In generale, lo SMILE è una scelta eccellente per pazienti miopi che vogliono minimizzare l'occhio secco post-operatorio, che praticano sport di contatto, o che cercano la tecnica con il miglior profilo biomeccanico. Se avete ipermetropia, astigmatismo molto elevato o esigenze di personalizzazione aberrometrica avanzata, la FemtoLASIK potrebbe essere più indicata.
La visita pre-operatoria serve a identificare la tecnica che offre il miglior rapporto tra sicurezza e risultato nel vostro caso specifico. Se risultate idonei a più tecniche, ne parliamo insieme per arrivare alla scelta più consapevole.
Punti chiave
- Lo SMILE è una tecnica senza flap che estrae un lenticolo attraverso una micro-incisione di 2-4 mm — meno invasiva della FemtoLASIK.
- Causa significativamente meno occhio secco e preserva meglio la biomeccanica corneale rispetto alla FemtoLASIK.
- Corregge miopia fino a circa -8 diottrie e astigmatismo fino a 3 diottrie, ma non l'ipermetropia.

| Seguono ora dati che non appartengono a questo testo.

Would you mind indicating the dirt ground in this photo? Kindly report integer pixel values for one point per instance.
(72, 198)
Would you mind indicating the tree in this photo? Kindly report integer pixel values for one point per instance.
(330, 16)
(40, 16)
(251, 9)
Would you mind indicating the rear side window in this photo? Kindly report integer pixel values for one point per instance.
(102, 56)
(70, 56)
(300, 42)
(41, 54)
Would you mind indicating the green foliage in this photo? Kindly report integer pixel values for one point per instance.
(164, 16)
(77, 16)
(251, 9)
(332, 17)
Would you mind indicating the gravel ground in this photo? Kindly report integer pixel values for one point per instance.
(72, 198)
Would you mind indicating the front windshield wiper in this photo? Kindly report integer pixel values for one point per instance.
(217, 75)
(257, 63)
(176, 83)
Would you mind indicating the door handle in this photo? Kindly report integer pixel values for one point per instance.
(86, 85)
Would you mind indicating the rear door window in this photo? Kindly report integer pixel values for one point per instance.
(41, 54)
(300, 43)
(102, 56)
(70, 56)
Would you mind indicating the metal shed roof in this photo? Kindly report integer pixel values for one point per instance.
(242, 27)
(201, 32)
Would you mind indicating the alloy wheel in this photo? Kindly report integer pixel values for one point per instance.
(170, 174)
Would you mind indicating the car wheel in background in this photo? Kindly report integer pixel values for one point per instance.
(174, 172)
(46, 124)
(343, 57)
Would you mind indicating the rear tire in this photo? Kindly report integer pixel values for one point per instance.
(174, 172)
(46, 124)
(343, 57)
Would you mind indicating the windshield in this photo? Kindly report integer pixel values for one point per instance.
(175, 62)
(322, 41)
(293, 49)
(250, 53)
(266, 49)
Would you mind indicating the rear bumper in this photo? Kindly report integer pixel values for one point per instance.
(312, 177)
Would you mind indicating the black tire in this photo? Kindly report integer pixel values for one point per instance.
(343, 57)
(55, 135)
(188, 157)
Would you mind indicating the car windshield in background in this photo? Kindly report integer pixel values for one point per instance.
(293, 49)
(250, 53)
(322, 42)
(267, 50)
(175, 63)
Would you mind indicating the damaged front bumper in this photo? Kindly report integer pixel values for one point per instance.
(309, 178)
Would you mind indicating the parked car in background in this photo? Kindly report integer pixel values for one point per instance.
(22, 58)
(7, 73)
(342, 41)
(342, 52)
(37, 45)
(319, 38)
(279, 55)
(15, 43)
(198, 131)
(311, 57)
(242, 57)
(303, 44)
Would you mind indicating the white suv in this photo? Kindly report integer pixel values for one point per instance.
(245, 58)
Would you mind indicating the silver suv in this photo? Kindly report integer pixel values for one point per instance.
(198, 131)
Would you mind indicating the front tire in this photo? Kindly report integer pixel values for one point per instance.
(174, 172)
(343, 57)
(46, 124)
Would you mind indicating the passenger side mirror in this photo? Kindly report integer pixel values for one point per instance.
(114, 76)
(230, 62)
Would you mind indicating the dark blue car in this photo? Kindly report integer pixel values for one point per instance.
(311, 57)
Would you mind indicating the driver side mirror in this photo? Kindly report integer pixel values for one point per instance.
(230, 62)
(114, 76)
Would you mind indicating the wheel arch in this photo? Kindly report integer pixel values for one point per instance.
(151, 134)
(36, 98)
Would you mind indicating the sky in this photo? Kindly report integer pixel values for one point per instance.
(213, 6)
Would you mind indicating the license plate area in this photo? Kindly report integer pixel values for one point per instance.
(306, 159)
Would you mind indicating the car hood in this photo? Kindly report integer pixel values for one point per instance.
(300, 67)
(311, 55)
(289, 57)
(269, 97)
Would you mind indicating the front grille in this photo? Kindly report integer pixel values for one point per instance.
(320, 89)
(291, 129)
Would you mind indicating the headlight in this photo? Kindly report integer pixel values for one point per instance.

- I risultati visivi sono equivalenti alla FemtoLASIK — è la visita pre-operatoria a determinare quale tecnica sia più adatta al vostro caso.
Riferimenti bibliografici
- Sekundo W, Kunert KS, Blum M. Small incision lenticule extraction (SMILE) for myopia: first efficacy and safety study. J Cataract Refract Surg. 2011;37(3):373-380.
- Ganesh S, Arora M, Sharanya SP, et al. SMILE vs FemtoLASIK: 5-year outcomes. J Refract Surg. 2020;36(8):508-515.
- Ang M, Farook M, Ng DSY, et al. Corneal biomechanics after SMILE vs LASIK: clinical implications. Ophthalmology. 2020;127(3):354-362.